For some reason I now knew for sure that I did not like him even though I was enjoying his blow job. So I decided I was not about to tell him when I was going to cum. Yes, I was enjoying it but somehow I felt he had been an asshole to me, too!
He bobbed his head up n down my dick so well that as I came in his mouth I held his head down on my dick and he had no choice but to accept my load of cum. He did swallow it, too! That surprised me, because I thought for sure he would spit it out.
He soon scolded me for cumming in his mouth, but I could have cared less!

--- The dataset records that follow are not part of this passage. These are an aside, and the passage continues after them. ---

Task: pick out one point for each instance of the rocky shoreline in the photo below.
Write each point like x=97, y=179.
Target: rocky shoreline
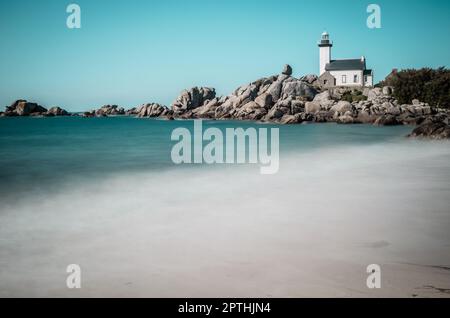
x=281, y=99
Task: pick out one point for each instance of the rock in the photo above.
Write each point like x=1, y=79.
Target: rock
x=312, y=107
x=374, y=93
x=275, y=90
x=342, y=107
x=310, y=78
x=89, y=114
x=438, y=130
x=291, y=119
x=387, y=120
x=23, y=108
x=297, y=88
x=193, y=98
x=109, y=110
x=287, y=70
x=57, y=111
x=264, y=100
x=346, y=119
x=274, y=113
x=387, y=90
x=324, y=96
x=152, y=110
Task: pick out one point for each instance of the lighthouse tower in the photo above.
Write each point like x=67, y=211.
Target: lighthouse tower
x=325, y=46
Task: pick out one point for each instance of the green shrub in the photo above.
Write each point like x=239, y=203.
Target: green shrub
x=355, y=96
x=428, y=85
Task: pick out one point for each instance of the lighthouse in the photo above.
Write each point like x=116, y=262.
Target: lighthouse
x=325, y=46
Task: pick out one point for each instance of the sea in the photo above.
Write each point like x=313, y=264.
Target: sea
x=105, y=194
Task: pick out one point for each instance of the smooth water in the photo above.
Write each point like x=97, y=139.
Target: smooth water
x=103, y=193
x=37, y=154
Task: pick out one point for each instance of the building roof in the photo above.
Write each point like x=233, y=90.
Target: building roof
x=343, y=65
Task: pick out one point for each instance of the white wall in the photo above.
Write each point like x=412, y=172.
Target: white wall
x=325, y=58
x=369, y=81
x=350, y=78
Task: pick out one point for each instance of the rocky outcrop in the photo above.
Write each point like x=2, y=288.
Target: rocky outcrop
x=56, y=111
x=152, y=110
x=22, y=107
x=109, y=110
x=267, y=99
x=192, y=99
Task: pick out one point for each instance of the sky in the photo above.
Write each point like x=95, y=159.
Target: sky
x=130, y=52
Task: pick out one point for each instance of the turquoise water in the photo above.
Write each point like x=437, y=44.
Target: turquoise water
x=37, y=153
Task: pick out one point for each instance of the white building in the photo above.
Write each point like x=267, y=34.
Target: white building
x=350, y=73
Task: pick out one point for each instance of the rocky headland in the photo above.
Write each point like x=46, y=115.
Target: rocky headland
x=281, y=99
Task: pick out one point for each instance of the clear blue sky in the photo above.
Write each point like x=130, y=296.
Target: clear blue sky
x=136, y=51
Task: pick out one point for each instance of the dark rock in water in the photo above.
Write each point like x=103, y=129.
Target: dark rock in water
x=152, y=110
x=310, y=79
x=287, y=70
x=89, y=114
x=23, y=108
x=110, y=110
x=433, y=130
x=56, y=111
x=193, y=98
x=387, y=120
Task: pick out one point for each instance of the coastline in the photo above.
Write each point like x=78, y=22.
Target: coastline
x=279, y=99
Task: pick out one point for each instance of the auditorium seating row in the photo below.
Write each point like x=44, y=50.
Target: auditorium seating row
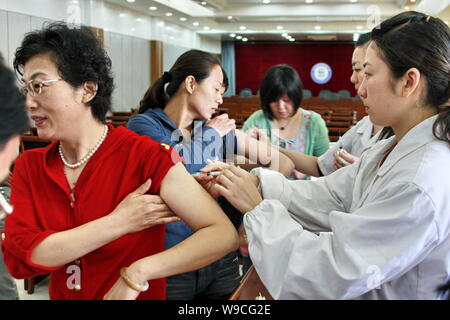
x=339, y=114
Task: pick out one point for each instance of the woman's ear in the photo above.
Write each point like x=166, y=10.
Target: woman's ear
x=190, y=84
x=89, y=91
x=410, y=82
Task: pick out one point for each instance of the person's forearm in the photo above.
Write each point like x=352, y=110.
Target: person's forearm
x=281, y=163
x=302, y=162
x=64, y=247
x=190, y=254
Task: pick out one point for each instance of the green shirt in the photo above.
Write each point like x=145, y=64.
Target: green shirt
x=316, y=140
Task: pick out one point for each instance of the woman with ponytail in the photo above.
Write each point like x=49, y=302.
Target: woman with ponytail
x=176, y=110
x=380, y=228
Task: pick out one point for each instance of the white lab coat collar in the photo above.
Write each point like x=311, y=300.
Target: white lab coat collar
x=415, y=138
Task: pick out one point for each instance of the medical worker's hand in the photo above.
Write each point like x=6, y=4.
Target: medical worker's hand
x=342, y=158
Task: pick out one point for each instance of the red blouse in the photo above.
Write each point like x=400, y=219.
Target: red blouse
x=43, y=205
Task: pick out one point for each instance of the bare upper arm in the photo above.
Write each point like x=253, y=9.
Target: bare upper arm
x=188, y=200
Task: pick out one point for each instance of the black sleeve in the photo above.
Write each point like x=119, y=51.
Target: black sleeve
x=232, y=213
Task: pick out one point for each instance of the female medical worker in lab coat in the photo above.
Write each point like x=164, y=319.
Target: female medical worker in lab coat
x=377, y=229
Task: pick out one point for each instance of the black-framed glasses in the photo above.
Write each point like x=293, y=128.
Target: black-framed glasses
x=34, y=87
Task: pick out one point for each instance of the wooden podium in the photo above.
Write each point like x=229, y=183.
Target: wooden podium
x=251, y=288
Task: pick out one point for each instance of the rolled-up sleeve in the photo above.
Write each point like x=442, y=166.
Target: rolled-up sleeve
x=22, y=230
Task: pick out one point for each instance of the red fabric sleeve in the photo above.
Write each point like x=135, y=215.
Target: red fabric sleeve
x=22, y=231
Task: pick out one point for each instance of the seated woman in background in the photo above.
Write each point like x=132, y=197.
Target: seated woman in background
x=178, y=115
x=380, y=228
x=286, y=124
x=89, y=208
x=351, y=145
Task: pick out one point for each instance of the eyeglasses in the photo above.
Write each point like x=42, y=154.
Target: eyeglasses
x=34, y=87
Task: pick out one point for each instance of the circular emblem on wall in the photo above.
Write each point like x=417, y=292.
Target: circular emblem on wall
x=321, y=73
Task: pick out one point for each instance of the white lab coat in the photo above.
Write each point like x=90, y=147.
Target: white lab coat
x=355, y=141
x=374, y=232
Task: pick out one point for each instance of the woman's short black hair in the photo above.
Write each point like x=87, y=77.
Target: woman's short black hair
x=412, y=39
x=194, y=63
x=280, y=80
x=79, y=57
x=13, y=115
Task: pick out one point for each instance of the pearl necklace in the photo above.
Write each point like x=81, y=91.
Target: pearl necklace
x=88, y=156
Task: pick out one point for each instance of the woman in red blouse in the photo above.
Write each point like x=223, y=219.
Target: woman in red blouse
x=89, y=208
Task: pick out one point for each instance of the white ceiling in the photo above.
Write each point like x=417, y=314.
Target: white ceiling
x=319, y=20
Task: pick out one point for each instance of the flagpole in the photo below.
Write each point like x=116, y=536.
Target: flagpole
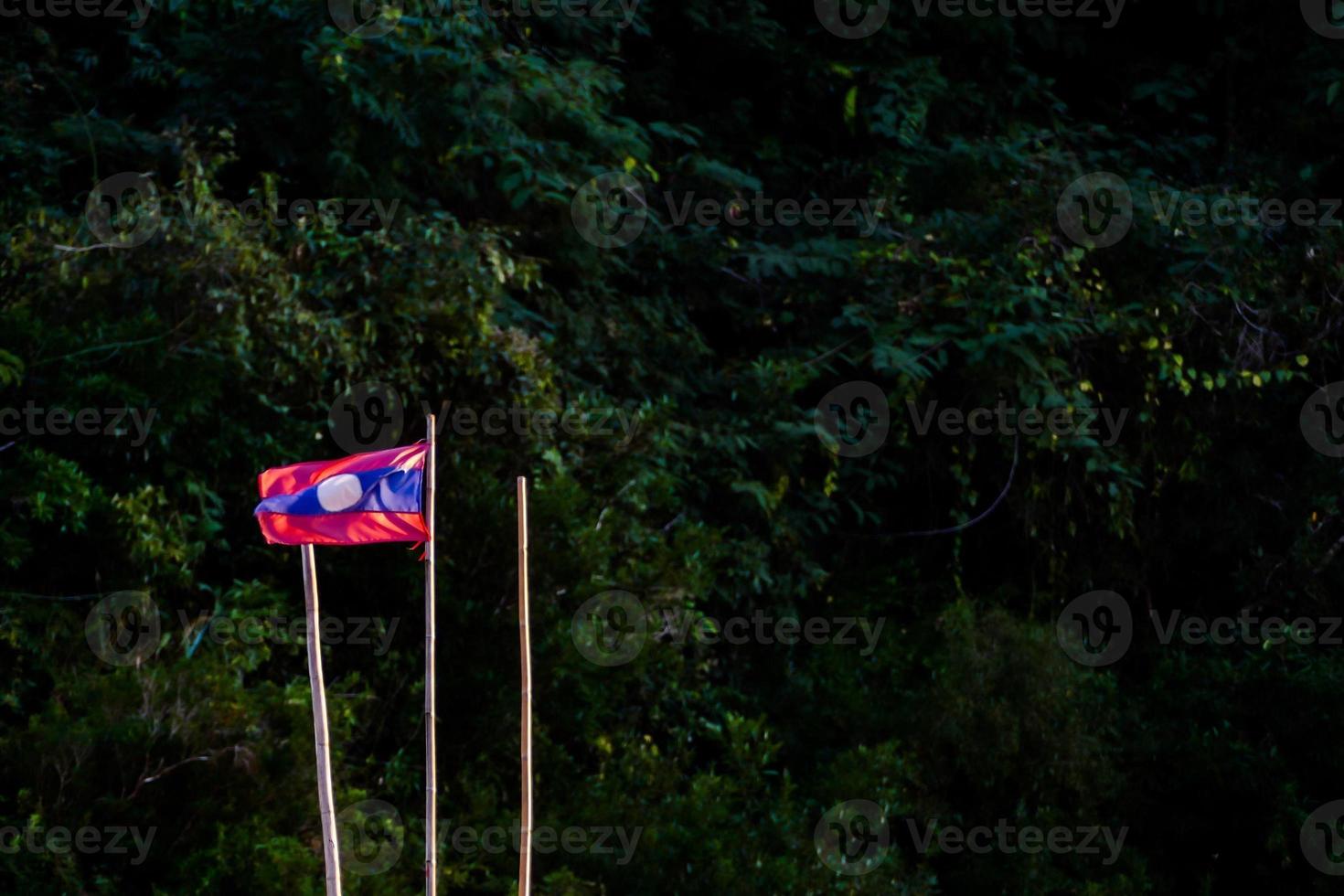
x=431, y=755
x=525, y=858
x=322, y=739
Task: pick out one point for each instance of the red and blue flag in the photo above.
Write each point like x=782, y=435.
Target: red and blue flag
x=363, y=498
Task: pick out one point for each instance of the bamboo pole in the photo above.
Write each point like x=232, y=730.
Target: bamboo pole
x=322, y=739
x=525, y=856
x=431, y=719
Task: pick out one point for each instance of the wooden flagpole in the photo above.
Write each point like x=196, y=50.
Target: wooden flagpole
x=431, y=755
x=322, y=739
x=525, y=858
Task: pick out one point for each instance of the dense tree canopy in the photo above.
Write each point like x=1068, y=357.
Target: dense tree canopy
x=443, y=202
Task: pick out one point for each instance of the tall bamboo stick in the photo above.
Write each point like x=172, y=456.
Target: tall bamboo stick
x=431, y=753
x=525, y=858
x=322, y=739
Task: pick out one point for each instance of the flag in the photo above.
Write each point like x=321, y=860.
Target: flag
x=363, y=498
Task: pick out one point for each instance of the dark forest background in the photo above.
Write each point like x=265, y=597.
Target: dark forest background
x=720, y=341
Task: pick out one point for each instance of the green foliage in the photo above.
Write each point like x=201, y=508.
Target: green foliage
x=240, y=328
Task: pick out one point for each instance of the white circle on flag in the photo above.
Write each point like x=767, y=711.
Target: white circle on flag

It must have tasted good to him, or I believe he would have been more pissed off at me.
***************
With very few words he then drove me back to my car, and I went home satisfied by my first gay blow job!
Still, I just did not like that man!
This was my last blow job from a man... for the next thirty five years!
I never had a blow job from a girl that could ever compare to how good a man can suck your dick!
Funny thing, I never saw him again, but I saw his car at the place he had called his home. I checked this out to be sure he was from my area. Perhaps he really was just out of the Army. It didn't really matter, though. I was not looking for a repeat performance from that guy ever again.
Just out of curiosity, I casually asked a few guys he had mentioned if they knew him, but no one admitted knowing him either by his name or by his car description. I guess he lied about his name to me. That didn't bother me one bit.
I had to be careful of asking too much about him for fears he might be known as a gay guy already. After all, that could arouse suspicion about me if he was known to be gay. I was always paranoid! I knew I had to stay in the closet.
When I thought about this later it made me realize just how scary what I had done with him really was, and just how stupid I was to get in his car with him. But truthfully, I did not think I was getting in his car for a blow job. Or, perhaps I was just that naive about how a guy presents himself when he is gay!
Young guys have no idea what can happen in just the blink of an eye. I think I was lucky in two ways. One was that I actually got a blow job out of it, and the second was that he was not some kind of a killer!
Indeed, I was young, dumb, and full of cum--on that night, anyway, the little head truly did the thinking for the big head!